Il coraggio di maturare e trasformarsi. Questo è il percorso degli iberici Nahemah (band attivia dal 1999), che dalle sonorità Symphonic Black sono passati ad una musicalità più “progressiva” senza, comunque, dimenticare le proprie origini. Imbattersi nel loro “A New Costellation” è stata davvero una gradevole sorpresa. Le prime battute dell’album, precisamente della track di apertura (“Much Us”), ci hanno inizialmente fuorviato con una sorta di fusion tra metal progressive e disco dance anni ’70. La bilancia, però, pende repentinamente verso il prog, che nel corso dell’opera sposa bene sonorità darkeggianti, gotiche e post-rock. Il sound è supportato egregiamente da un growl estremamente gutturale e graffiante. Il lavoro è complessivamente fluido ed armonioso, non disdegnando aperture melodiche. Apprezzabili i virtuosismi compositivi che emergono in alcune tracce come la complessa “Absinthe”, dove spuntano sax e voce clean.

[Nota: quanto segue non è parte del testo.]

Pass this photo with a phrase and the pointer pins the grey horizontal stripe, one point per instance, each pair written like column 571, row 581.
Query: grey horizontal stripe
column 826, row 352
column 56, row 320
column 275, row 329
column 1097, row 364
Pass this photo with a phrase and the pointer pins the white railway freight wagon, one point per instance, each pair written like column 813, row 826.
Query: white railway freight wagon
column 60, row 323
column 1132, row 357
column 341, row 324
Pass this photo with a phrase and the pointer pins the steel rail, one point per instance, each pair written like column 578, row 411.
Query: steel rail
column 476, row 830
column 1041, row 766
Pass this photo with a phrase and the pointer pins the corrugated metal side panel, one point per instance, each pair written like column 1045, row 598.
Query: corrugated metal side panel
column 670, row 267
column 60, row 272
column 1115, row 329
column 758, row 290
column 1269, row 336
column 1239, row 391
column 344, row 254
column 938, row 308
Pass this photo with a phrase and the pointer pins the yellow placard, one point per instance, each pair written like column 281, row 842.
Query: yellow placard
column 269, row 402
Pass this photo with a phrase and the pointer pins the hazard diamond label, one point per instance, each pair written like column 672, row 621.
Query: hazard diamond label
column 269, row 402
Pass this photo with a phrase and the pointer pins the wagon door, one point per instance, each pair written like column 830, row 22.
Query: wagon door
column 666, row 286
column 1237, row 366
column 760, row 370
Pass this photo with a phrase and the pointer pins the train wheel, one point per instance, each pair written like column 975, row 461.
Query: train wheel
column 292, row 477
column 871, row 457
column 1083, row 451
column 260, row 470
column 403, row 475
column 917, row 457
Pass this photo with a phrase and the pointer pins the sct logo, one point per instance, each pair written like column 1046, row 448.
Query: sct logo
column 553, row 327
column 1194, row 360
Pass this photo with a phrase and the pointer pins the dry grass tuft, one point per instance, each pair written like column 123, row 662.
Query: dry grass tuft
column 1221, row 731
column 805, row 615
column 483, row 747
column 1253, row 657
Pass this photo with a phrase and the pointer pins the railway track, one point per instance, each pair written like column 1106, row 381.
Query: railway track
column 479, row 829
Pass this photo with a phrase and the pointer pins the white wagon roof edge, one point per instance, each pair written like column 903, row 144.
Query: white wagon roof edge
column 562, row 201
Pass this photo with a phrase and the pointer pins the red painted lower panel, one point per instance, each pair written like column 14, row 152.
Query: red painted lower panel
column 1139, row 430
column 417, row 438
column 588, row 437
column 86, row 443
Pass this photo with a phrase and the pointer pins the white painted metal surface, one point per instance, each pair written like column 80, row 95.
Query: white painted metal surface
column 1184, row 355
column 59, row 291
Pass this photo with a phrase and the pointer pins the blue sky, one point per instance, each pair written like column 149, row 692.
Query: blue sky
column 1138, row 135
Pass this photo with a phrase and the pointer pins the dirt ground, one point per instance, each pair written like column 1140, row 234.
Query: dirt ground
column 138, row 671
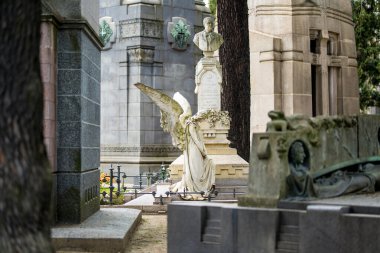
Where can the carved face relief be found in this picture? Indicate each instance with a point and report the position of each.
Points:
(208, 24)
(298, 153)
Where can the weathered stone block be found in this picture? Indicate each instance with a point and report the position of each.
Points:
(78, 196)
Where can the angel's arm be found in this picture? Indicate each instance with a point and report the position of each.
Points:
(194, 135)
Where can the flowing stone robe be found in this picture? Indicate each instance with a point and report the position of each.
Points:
(199, 169)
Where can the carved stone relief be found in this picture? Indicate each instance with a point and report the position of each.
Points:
(179, 33)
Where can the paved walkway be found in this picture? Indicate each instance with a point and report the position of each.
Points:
(150, 236)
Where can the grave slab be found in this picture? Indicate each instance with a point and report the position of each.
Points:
(108, 230)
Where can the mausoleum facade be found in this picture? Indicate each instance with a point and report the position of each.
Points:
(148, 41)
(303, 59)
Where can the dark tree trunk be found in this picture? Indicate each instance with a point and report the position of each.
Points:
(234, 56)
(24, 170)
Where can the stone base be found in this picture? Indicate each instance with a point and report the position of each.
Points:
(229, 169)
(250, 200)
(108, 230)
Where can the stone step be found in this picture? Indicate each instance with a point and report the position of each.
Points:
(213, 223)
(238, 188)
(289, 237)
(281, 245)
(289, 218)
(211, 238)
(286, 251)
(212, 230)
(289, 229)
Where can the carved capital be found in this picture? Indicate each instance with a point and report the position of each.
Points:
(141, 54)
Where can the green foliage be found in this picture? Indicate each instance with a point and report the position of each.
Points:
(366, 16)
(212, 4)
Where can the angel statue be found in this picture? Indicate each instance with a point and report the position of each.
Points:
(177, 119)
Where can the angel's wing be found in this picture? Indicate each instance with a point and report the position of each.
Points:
(170, 112)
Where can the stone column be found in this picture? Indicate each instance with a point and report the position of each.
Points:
(78, 108)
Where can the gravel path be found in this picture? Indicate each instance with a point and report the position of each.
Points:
(150, 236)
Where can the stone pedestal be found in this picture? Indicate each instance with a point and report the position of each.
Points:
(230, 168)
(208, 80)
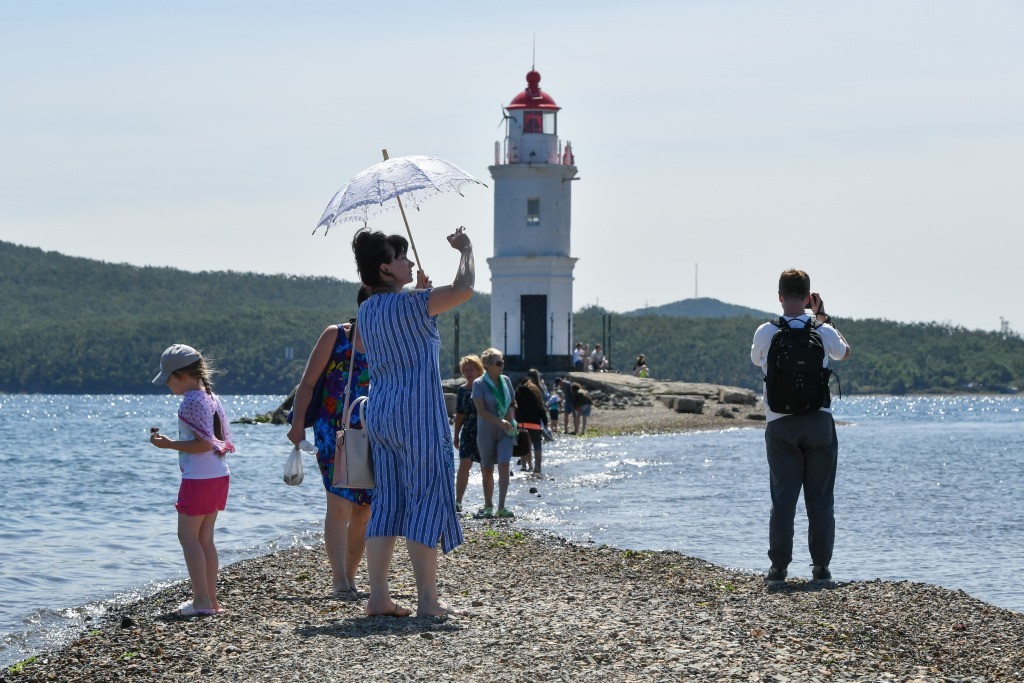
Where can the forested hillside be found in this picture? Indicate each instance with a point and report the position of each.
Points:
(888, 357)
(78, 326)
(73, 325)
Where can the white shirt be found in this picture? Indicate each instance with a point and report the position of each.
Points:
(200, 465)
(830, 339)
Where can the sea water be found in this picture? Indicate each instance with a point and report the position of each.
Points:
(929, 489)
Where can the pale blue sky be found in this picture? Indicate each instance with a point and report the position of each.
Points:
(880, 145)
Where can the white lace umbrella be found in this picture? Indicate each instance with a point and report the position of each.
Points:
(414, 179)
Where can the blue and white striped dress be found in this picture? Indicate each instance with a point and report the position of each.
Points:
(407, 422)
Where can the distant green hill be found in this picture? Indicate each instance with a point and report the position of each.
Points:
(78, 326)
(700, 307)
(72, 325)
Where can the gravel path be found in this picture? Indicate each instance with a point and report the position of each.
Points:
(547, 610)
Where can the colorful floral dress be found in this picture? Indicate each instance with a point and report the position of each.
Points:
(332, 409)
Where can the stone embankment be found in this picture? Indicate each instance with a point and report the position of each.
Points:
(624, 403)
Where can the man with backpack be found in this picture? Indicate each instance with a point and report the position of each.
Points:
(793, 352)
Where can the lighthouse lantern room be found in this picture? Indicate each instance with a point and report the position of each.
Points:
(531, 269)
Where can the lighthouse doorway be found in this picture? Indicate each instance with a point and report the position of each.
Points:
(534, 308)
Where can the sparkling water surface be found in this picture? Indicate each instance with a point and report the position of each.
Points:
(929, 489)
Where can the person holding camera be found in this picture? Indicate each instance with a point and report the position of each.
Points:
(802, 445)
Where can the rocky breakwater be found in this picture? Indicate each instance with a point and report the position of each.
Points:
(624, 403)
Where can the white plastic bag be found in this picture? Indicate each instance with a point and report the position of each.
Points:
(293, 468)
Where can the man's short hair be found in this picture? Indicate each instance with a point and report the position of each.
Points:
(794, 284)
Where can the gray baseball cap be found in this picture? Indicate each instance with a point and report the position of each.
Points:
(175, 357)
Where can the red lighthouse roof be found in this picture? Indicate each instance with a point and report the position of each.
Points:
(532, 97)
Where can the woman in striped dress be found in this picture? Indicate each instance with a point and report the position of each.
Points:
(406, 418)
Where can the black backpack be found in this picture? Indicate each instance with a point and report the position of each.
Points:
(795, 381)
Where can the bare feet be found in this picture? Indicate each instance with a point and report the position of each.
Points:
(394, 610)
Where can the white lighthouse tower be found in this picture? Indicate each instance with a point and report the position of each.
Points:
(531, 269)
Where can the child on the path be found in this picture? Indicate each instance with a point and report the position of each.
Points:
(203, 441)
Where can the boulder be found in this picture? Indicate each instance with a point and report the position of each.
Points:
(736, 395)
(688, 404)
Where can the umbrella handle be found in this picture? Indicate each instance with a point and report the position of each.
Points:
(412, 242)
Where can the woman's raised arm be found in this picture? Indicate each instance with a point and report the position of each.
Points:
(449, 296)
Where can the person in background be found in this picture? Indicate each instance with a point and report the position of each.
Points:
(535, 376)
(582, 403)
(496, 430)
(532, 416)
(204, 440)
(554, 402)
(347, 509)
(803, 450)
(465, 425)
(567, 408)
(640, 367)
(404, 416)
(579, 353)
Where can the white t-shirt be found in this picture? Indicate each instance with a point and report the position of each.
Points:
(830, 339)
(200, 465)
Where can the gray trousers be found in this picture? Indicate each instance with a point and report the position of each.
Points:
(803, 453)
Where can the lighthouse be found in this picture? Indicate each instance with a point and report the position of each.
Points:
(531, 269)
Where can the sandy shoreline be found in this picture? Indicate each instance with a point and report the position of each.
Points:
(548, 610)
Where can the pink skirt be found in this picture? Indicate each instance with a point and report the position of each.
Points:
(202, 497)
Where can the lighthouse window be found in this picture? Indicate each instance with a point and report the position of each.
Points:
(532, 122)
(532, 212)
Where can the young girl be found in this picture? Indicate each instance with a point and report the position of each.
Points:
(203, 441)
(465, 425)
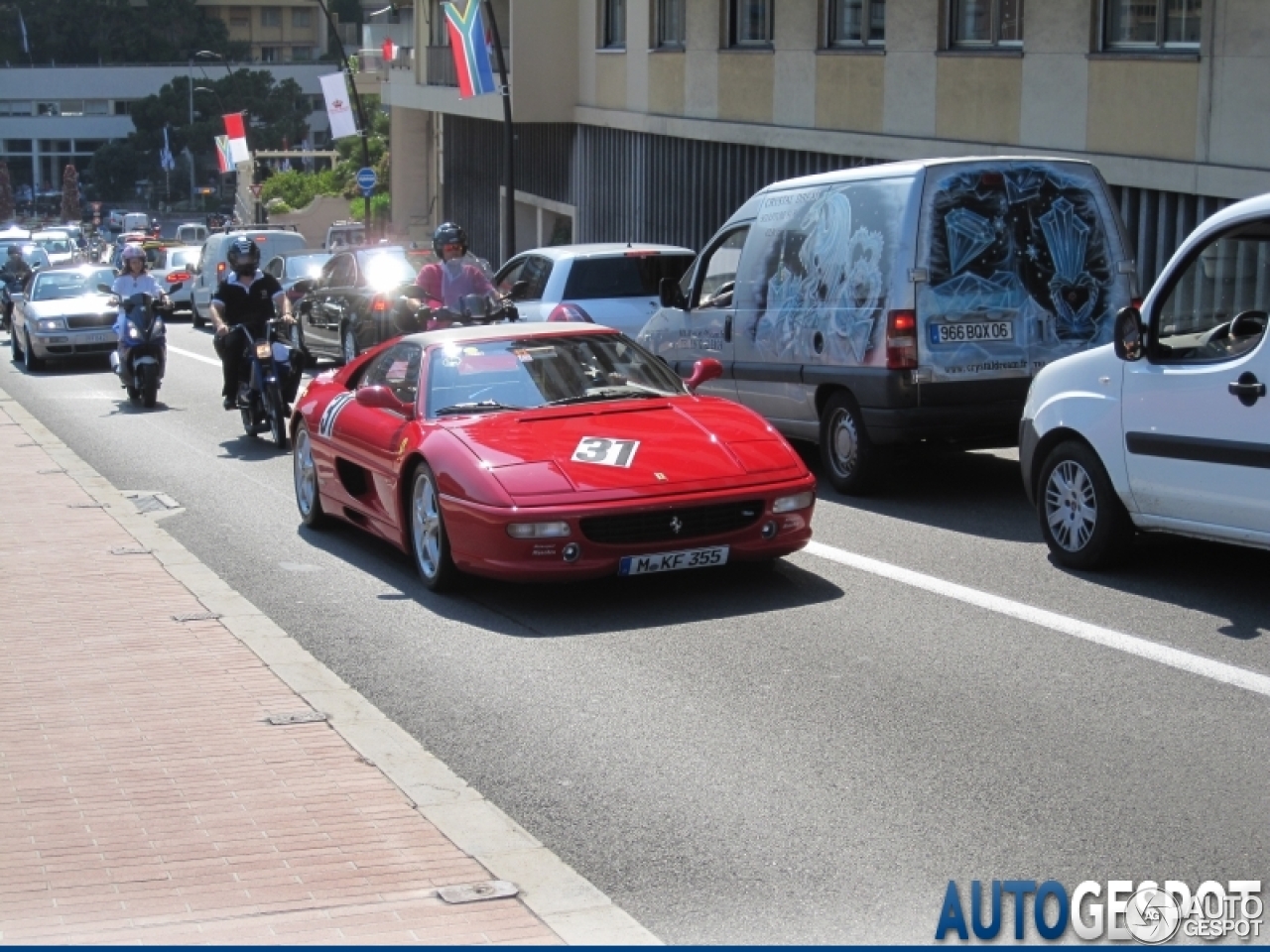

Le atmosfere oscure e malinconiche sono pronte a coinvolgere l’ascoltatore, soprattutto quello più attento, al quale non sfuggiranno i passaggi di tastiera orientaleggianti in stile Amorphis. La miscellanea del cantato growl-clean ricorda in alcuni frangenti i Novembre, ma le influenze principali (ovviamente) giungono da gruppi ben più noti: Katatonia, Opeth, Moospell e soprattutto Anathema. Diventa arduo individuare cali di tensione, in particolare se esaminiamo tracce dense e sofferte come “Reaching The Star” oppure la fluida e ambientale “The Perfect Depth Of The Mermaids”. Incantevole l’assolo di sassofono e la female vocal (quasi recitata) di “Air”, autentico pezzo di rottura con il resto dell’album. Non mancano alcuni richiami al doom classico (anche per durata temporale della canzone) dei Paradise Lost: “Under The Mourning Rays” ne costituisce l’esempio. Merita almeno un ascolto “The Trip”, che rappresenta una sorta di sintesi dell’intera fatica del quartetto di Alicante. Sintetizzatori e atmosfere oniriche caratterizzano “The Smoke’s Men”. La chiusura dell’opera è malinconica e cadenzata dalle sonorità di “Outer”, nel quale vi è la totale assenza del cantato. Non resta, dunque, che godersi le 10 tracce di questo lavoro con una raccomandazione: ascoltatelo senza preconcetti.